Barren
My freckles will conceal my liver spots. I’ll worry less about a flat stomach, and more about my knees. I’ll have a nest egg and struggle to keep my teeth. I’ll have laugh lines.
But, in the meantime, I have to decide what to do with my womb.
You’re young. There is still time, say my parents.
I am nearing thirty, I remind them.
What is your plan? Where is your security? ask my parents-in-law.
What is my plan?
Mourning for the world, weighed down with a responsibility beyond choosing UNICEF greeting cards and buying fair trade coffee, I reasoned it would be irresponsible to procreate.
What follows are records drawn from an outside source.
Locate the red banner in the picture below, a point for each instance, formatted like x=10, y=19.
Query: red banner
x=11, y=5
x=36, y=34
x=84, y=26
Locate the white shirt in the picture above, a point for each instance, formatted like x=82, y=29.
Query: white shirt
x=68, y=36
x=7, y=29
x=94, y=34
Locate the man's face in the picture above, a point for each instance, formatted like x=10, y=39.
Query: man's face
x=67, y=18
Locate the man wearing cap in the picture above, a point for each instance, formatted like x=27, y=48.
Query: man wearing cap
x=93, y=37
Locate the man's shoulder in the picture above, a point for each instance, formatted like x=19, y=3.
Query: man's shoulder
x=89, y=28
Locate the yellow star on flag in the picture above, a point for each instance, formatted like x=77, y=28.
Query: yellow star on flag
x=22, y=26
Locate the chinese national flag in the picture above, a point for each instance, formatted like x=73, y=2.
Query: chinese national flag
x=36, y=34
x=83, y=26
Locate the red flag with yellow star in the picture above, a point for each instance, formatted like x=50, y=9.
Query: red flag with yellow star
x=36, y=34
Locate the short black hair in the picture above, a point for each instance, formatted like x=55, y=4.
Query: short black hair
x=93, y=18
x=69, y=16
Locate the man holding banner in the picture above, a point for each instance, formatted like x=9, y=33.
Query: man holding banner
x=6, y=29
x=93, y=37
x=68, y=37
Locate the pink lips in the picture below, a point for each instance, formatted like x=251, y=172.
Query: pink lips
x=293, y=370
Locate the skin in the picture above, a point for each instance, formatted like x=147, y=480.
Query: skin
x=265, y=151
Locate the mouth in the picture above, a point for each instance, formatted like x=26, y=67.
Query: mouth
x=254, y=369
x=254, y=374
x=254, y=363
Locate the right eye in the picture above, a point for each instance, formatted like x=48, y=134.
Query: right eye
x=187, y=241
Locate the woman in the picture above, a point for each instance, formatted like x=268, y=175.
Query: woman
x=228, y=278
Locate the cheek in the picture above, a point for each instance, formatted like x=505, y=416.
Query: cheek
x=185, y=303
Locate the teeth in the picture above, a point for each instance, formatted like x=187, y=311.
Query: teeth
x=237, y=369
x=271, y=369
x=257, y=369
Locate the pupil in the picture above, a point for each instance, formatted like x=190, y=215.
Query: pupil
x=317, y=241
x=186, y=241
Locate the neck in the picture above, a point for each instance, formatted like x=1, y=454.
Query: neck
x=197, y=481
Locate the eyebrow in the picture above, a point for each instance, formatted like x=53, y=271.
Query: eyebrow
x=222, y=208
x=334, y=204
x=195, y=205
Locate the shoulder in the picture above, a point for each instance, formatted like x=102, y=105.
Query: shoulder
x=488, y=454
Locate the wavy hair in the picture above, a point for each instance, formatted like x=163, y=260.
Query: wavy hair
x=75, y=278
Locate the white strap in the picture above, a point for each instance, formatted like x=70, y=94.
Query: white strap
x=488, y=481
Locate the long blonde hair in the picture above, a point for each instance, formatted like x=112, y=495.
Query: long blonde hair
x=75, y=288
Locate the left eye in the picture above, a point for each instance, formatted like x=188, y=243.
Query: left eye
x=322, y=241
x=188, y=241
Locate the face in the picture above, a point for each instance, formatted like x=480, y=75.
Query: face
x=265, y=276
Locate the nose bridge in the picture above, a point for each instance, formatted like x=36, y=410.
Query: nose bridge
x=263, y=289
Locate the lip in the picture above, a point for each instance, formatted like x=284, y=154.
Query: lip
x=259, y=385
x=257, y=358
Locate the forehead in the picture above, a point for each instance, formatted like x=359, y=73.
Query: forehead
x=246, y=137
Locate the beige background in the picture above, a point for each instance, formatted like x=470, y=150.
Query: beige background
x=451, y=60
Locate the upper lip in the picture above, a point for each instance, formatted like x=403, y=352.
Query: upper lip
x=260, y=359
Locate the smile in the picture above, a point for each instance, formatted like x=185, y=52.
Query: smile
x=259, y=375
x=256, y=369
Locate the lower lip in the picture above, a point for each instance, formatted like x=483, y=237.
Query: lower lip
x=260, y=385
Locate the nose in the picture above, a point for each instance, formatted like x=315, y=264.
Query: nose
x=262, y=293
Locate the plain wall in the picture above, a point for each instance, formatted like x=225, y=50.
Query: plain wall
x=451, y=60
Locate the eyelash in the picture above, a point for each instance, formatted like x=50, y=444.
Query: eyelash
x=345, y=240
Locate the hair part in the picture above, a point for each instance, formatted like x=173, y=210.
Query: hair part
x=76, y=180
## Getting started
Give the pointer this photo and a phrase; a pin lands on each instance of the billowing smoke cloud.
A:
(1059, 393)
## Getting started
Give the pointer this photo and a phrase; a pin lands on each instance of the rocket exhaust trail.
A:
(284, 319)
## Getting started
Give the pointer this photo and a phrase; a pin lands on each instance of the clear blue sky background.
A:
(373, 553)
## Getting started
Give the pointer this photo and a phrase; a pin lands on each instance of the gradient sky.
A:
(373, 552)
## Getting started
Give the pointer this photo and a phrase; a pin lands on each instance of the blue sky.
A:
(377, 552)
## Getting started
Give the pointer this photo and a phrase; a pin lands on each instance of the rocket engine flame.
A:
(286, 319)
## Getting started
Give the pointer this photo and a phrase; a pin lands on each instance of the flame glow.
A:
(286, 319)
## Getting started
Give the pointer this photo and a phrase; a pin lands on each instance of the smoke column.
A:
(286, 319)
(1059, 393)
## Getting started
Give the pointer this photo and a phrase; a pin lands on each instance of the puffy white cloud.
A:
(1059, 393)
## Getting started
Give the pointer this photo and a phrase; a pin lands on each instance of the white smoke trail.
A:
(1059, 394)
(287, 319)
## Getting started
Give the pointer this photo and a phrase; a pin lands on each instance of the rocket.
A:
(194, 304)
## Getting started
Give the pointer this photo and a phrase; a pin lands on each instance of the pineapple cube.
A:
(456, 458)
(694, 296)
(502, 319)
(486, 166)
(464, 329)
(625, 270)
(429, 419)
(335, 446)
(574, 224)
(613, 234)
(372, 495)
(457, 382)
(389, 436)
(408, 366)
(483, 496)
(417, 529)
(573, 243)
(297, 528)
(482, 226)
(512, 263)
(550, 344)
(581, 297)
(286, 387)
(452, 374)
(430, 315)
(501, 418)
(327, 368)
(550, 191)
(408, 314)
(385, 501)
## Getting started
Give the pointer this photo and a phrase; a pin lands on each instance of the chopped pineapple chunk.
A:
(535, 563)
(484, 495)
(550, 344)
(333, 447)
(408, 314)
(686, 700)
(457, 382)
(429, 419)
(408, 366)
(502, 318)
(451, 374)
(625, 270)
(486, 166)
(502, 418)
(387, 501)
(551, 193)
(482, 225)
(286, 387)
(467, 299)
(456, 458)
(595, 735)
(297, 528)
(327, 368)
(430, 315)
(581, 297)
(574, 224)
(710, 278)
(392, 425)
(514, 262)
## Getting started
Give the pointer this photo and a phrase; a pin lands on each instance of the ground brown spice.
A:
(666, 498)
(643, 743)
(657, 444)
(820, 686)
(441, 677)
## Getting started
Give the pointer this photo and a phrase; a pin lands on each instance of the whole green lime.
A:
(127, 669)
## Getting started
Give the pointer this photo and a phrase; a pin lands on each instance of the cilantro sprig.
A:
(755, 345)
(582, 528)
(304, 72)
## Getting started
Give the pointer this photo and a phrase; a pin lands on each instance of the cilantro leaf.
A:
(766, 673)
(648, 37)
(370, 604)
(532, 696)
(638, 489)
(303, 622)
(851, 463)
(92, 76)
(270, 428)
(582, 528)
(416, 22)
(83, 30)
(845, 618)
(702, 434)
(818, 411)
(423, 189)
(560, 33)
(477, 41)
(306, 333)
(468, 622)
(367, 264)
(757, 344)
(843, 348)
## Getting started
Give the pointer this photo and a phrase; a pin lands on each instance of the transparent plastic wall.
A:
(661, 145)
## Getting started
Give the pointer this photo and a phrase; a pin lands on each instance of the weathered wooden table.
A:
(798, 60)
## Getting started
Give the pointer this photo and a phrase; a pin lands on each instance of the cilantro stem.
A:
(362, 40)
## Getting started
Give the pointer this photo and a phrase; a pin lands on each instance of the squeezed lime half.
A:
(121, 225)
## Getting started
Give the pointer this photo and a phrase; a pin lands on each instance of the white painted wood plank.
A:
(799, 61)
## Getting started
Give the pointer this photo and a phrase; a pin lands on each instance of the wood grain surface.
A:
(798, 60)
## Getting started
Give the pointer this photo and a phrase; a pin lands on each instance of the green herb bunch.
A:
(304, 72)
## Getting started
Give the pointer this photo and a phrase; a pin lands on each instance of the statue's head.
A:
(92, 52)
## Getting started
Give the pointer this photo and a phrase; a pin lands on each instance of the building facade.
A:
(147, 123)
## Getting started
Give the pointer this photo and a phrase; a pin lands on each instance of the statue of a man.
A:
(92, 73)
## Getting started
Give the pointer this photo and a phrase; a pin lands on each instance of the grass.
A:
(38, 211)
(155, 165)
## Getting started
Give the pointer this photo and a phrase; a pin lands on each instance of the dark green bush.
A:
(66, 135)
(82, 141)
How, I asked myself, can I introduce another soul to the world in a time when the neighbouring superpower detains people without trial, when my own country is rumoured to do the same? How can I intentionally subject another child to global warming? As infants develop bed sores in group homes, how can I consciously decide to not choose one of them? How, when hordes of parentless children are placed in foster care, only to be subjected to further abuse, can I give my maternity to someone who doesn’t yet exist?
Besides, I might be infertile.
I have two sisters. The eldest once declared she'd never marry, and never have children. Her son came as a bit of a planned surprise, and is now a beautiful and agreeable eleven-year-old. The junior sister by one year, demonstrated far greater interest in reproduction: a degree in early childhood development, tolerance of me (the littlest sister by thirteen years) as her shadow, and a declared desire for several children. She had one, now also eleven. Two, if you count the amount of time she babysat me, now twenty-seven. Three, if you count her ex-husband, now forty. Today she battles, via lawyers, to do what she believes best for her daughter.
Where is her security?
If I were to have a child now, it would be a bastard. I would have no maternity or insurance benefits. It might bear my imperfections. But, I don’t think I am supposed to think about that.
I shortlist names. I don’t think my spouse likes any of them, but I’m not ready to compromise. I suppose with children I would learn. I suppose, if I did carry full-term, I would celebrate that 1970s medications administered to my mother to prevent miscarrying the foetus destined to be me, don't apply their now-known side effects to my particular reproductive organs.
But, first thing’s first.
On a strategic path to a career with maternity leave, keeping my options open, I sit on several committees with a particularly strong-minded, socially-conscious childless professional. Occasionally, she asks personal questions that can’t be answered without careful consideration.
What do you want? she asked.
Feeling particularly vulnerable, made sensitive by my in-laws’ prodding, I justified my decision to probably not have children by recounting the ongoing collapse of civilization and environmental ruin. She listened, entirely unconvinced.
When I was your age, she began (as many advice-givers do), I felt the same way. Her hand was nestled in her grey curls, absently scratching at her head.
Vietnam. Pol Pot. Agent Orange. Thalidomide. The Cold War. I was convinced, she said, as many were, that the world was ending; that it would be unfair to bring children into the world as it was. Thirty years later, and we are no better or worse off, but now I’m fifty. Had I known, my choices would have been different. Happiness for me now, is being a really good aunt.
I thought of my sisters’ children. And, of how we live a thousand kilometres apart. And, that there will always be drought in the Kalahari.